Кузма Сергійович Петров-Водкін

Кузьма Сергеевич Петров-Водкин – в том же ряду мастеров русской культуры ХХ столетия.

         Русская философия, поэзия, искусство начала двадцатого века часто мыслили вселенскими, даже космическими масштабами.

Николай Фёдоров в своей знаменитой «Философии общего дела» мечтает о «расширении регуляции на солнечную и другие звездные системы для их воссоздания и управления разумом».

Владимир Хлебников (который, как известно, и именовал-то себя «Председателем Земного Шара») буквально пронизывает самую ткань своих стихотворений вселенскими образами («Прибои моря – простыня, а звезд ряды – ночное одеяло», «Язык любви над миром носится, и Песня песней в небо просится» и т.д.).

Владимир Маяковский даже вступал в прямые собеседования с мировыми стихиями, наделяя их человеческими обликами:

«Эй, вы
Небо!
Снимите шляпу!
Глухо.
Вселенная спит, положив на лапу
С клещами звезд
Огромное ухо…»

         А художники зримо воплощали эту всеохватность, вселенский размах фантазии. Уже 6рубелевский Демон изображается как бы посреди звездных пространств. Герои Марка Шагала, преодолевая закон тяготения, обретают счастье в свободном полете над Землей. В произведениях В. Кандинского, К. Малевича, В. Татлина создаются новые модели мира.

         Кузьма Сергеевич Петров-Водкин – в том же ряду мастеров русской культуры ХХ столетия. Он вспоминает в своей известной книге «Пространство Эвклида» (которая по праву считается значительным явлением культуры), что еще детстве «увидел Землю как планету… Я очутился как бы в чаше, накрытой трехчетвертышарием небесного свода. Неожиданная, совершенно новая сферичность обняла меня на этом затоновском холме».

         Такое острое самосознание в мире впоследствии стало ведущей художественной концепцией «планетарности», как говорил сам живописец о своем видении мира. Петров-Водкин сложился как символист и всё свое ощущение и переживание жизни, современных событий, предметного окружения чаще всего выражал при помощи тонких и сложных поэтических метафор, получающих «планетарною» «сферическою» всеобщность. К зрителям его полотен приходило чувство преобразующегося, ищущего новые гармонии мира, которая так характерно для духовной жизни России в первые тридцать лет прошлого века.

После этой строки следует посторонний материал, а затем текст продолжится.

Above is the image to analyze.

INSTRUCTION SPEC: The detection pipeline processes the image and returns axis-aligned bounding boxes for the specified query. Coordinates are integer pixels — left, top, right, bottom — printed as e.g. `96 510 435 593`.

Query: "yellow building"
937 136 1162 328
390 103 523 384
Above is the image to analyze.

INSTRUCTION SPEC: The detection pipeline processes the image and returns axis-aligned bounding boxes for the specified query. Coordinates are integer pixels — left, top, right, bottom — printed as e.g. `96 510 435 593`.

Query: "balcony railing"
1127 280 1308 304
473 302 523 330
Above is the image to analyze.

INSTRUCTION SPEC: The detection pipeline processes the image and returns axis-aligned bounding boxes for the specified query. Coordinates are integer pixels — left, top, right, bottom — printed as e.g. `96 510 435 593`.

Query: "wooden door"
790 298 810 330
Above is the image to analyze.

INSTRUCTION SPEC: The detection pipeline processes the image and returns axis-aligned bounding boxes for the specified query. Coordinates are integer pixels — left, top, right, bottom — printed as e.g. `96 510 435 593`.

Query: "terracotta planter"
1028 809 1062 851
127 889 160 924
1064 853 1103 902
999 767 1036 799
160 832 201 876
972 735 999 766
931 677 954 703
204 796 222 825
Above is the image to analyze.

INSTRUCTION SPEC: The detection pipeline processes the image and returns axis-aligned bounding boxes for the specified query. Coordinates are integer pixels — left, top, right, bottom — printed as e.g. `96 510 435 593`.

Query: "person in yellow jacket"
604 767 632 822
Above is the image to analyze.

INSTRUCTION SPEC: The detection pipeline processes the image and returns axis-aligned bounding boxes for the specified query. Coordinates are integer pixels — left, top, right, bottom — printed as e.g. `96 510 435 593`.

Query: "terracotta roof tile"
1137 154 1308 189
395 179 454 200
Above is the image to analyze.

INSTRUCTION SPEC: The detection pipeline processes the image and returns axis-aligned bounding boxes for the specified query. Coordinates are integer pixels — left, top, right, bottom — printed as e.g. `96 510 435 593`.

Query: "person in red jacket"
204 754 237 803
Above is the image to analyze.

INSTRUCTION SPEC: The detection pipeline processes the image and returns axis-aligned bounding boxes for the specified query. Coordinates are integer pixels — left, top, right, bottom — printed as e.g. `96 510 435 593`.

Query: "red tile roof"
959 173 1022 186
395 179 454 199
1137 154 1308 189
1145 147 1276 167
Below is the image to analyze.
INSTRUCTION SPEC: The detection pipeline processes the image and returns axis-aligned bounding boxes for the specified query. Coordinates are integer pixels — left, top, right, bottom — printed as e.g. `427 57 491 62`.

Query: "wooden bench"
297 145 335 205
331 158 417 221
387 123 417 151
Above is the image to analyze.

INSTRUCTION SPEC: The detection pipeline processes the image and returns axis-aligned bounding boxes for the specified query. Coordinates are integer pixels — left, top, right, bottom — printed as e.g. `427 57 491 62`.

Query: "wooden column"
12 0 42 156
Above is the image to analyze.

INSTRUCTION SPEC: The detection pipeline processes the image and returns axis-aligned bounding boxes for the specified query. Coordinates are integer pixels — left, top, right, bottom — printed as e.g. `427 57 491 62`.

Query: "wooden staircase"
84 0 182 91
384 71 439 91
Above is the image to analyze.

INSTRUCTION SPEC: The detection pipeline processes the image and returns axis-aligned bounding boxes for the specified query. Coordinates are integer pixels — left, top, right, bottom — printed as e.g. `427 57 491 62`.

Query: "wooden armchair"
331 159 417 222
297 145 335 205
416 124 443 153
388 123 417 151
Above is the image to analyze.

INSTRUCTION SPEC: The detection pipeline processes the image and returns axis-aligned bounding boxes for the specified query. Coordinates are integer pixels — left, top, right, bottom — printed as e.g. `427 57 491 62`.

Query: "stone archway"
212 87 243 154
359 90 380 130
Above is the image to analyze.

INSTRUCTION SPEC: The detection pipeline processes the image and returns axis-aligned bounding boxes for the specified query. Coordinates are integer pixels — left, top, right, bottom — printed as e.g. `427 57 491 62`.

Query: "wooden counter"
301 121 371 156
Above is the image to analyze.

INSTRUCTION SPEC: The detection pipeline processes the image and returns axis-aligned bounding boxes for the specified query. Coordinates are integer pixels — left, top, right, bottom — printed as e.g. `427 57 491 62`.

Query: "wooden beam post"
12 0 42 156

         К.С. Петров-Водкин не сразу нашел свою неповторимою поэтику. В конце 1890-х – начале 1900-х годов он получил великолепную школу мастерства в Московском Училище живописи, где его основными наставниками были В.А. Серов и К.А. Коровин, а ближайшими товарищами по учению – П.В. Кузнецов и М.С. Сарьян. Недолговременные  занятия в студиях Мюнхена и Парижа не добавили чего либо существенное к московским навыкам. Но чрезвычайно значительными для художника были музейные впечатления, особенно от живописи итальянского Ренессанса. Из старших русских современников ему были близки в М.В. Кубель и В. Борисов-Мусатов, а из классиков отечественной живописи – А. Иванов. Внимательно изучил художник  творчества некоторых французских мастеров ХХ века, особенно Анри Матисса. Грандиозное во многом определяющие значения имело для Петрова-Водкина знакомство с древнерусской иконописью, которую в начале десятых годов начали извлекать из забвения, реставрировать и показывать на выставках.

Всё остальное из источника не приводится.